The Bank of England should not inflict a "shock therapy" of unexpected rises in interest rates for fear of triggering a property crash, one of its senior executives said yesterday.

Paul Tucker, a member of the monetary policy committee (MPC), gave the most explicit hint to date that the Bank plans to order further rate rises but insisted any moves would be "gradual".

In a speech to pension fund managers, Mr Tucker said the rate rises in November and February had withdrawn "some but not all" of the stimulus to the economy.

"If output continues to grow above trend, I for one would expect us to continue gradually to reduce the degree of stimulus to demand broadly in line with the take up of slack in the economy and any consequent pick up in inflationary pressures," he said.

But he said the MPC was aware the marked rise in consumer debt meant any rate rise would have a disproportionate effect on consumers' disposable income. "The implication is that policy would tend to move towards neutral more slowly than would otherwise be optimal, or cautiously for want of a better word," he said.
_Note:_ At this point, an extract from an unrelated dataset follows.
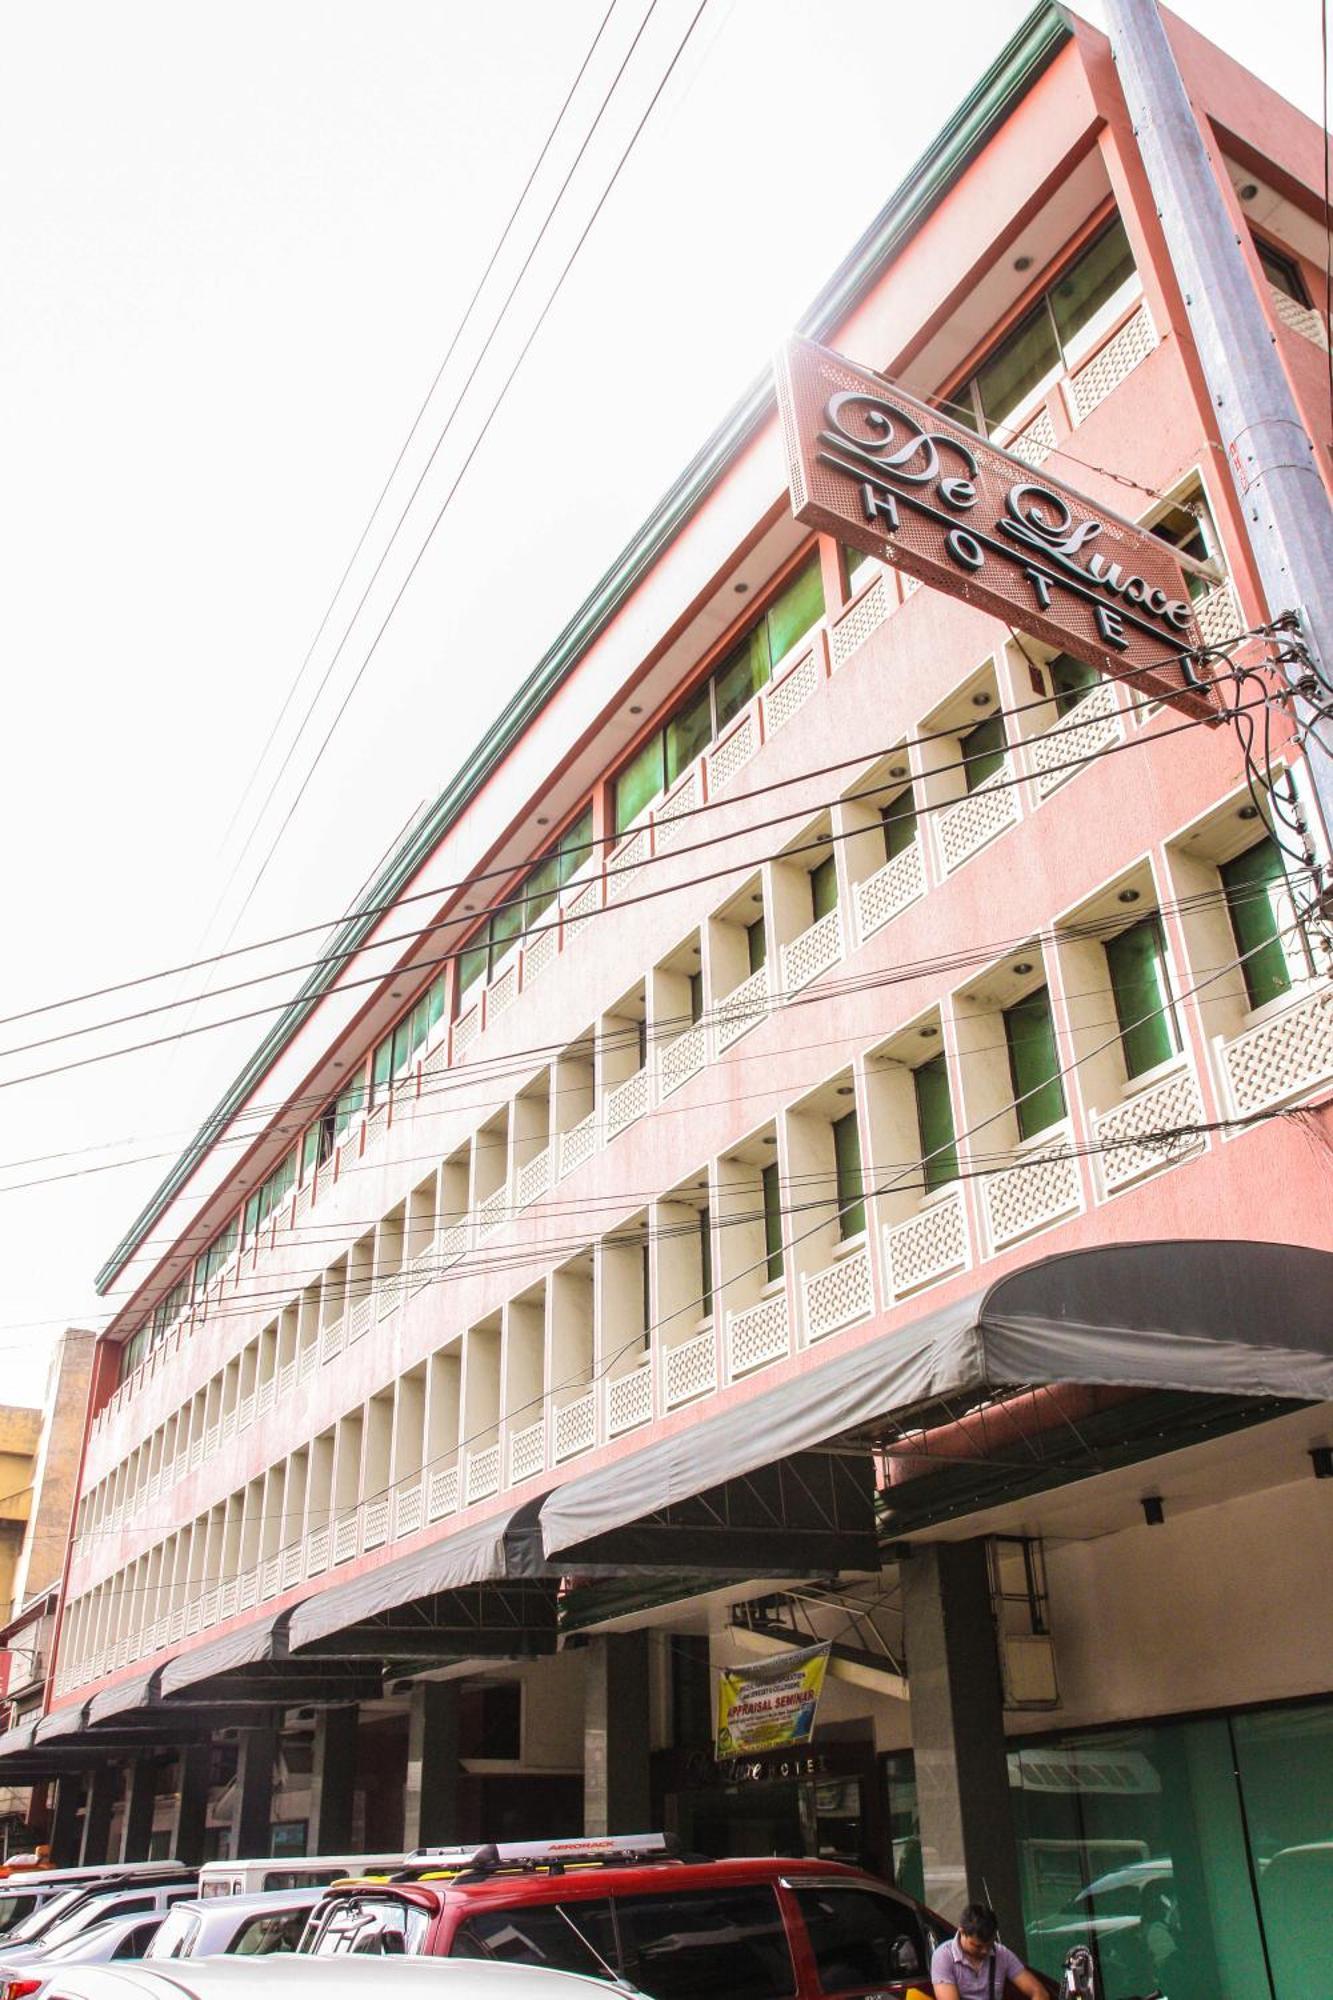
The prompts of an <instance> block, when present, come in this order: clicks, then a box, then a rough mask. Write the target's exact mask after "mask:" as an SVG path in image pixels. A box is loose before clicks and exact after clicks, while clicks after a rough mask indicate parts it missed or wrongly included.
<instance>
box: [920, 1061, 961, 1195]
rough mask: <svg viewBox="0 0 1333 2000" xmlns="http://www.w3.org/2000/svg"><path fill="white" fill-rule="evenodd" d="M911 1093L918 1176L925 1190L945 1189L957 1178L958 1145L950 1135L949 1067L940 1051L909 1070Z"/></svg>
mask: <svg viewBox="0 0 1333 2000" xmlns="http://www.w3.org/2000/svg"><path fill="white" fill-rule="evenodd" d="M913 1092H915V1098H917V1132H919V1136H921V1178H923V1180H925V1192H927V1194H933V1192H935V1190H937V1188H947V1186H949V1182H951V1180H957V1178H959V1148H957V1140H955V1134H953V1100H951V1096H949V1068H947V1064H945V1058H943V1054H941V1056H931V1060H929V1062H923V1064H921V1066H919V1068H915V1070H913Z"/></svg>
He specifically rebutted the argument put forward by Sir Andrew Large, a deputy governor of the Bank, that rates should be raised more than would otherwise be the case in order to "arrest" the continued strength of consumer spending and borrowing.

Mr Tucker told the National Association of Pension Funds conference: "I would not subscribe to making a policy tightening as a form of shock therapy.
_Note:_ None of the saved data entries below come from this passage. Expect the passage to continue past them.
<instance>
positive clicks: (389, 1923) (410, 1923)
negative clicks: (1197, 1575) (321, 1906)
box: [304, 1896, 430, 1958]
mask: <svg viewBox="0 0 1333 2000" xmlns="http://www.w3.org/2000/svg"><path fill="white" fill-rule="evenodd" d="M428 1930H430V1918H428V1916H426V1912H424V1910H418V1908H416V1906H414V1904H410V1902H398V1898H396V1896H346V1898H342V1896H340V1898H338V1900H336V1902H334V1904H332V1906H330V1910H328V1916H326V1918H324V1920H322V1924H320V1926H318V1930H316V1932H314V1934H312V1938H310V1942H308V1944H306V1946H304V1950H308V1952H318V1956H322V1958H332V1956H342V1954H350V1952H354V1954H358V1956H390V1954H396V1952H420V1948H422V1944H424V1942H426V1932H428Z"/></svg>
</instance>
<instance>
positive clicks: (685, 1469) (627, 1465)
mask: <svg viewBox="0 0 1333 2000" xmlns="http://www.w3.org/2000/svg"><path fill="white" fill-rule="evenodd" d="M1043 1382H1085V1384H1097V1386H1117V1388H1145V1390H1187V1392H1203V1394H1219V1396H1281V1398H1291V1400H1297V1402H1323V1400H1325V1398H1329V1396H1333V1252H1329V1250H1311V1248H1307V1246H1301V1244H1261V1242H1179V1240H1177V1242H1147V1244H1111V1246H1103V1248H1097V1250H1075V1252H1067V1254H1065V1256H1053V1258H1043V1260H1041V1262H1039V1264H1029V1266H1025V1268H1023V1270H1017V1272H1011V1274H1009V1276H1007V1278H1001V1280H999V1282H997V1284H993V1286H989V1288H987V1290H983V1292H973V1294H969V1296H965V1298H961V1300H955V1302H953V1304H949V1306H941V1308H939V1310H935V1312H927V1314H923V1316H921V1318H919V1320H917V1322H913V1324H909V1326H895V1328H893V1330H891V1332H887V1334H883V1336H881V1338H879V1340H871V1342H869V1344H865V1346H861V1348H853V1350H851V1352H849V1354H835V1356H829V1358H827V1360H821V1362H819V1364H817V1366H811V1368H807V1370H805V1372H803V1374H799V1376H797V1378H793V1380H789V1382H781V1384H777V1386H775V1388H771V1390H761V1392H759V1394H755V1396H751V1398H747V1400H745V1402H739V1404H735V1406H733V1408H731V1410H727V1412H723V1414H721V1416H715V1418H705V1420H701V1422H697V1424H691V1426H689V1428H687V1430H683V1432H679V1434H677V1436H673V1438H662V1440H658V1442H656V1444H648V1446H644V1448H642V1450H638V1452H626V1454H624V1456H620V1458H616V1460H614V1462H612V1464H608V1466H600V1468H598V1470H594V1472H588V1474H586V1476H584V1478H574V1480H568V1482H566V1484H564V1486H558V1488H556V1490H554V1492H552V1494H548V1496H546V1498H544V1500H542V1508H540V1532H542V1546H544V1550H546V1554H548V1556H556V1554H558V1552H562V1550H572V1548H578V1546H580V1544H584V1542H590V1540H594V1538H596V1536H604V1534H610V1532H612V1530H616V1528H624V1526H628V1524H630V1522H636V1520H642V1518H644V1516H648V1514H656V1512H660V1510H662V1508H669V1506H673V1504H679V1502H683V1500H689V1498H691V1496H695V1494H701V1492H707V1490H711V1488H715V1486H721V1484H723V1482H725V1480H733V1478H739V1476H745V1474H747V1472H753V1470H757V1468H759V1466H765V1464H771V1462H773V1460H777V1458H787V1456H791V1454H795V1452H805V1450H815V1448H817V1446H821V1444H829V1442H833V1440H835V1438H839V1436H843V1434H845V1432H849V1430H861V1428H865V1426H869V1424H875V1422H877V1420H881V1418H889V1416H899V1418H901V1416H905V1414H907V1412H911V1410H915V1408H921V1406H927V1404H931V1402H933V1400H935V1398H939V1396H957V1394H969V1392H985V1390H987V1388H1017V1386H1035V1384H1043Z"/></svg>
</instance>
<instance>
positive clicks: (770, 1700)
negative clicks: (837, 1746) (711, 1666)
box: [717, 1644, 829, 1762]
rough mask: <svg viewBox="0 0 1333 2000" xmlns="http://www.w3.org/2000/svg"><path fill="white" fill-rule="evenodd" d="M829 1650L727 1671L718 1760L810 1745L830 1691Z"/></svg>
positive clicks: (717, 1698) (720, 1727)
"One of the emphases of the MPC's approach has been to do our utmost to help households, businesses and financial markets to understand our strategy and, in particular, how we react to developments in the economy."

He said he voted to keep rates on hold a fortnight ago because a rise would have been "misunderstood" as a sign the committee had changed its strategy. "With inflation well anchored, that was not a risk worth taking so I voted for no change," he said.

On the global economy, Mr Tucker said he remained concerned about the recovery in the United States, saying the failure of the economy to create jobs could dent confidence and slow spending. "My take is that the most likely outlook is positive, but that downside risks have again become tangible," he said.

On the euro area, he said signs of recovery had recently been more apparent in the surveys than in the data. "I continue to place greater weight on the encouraging surveys."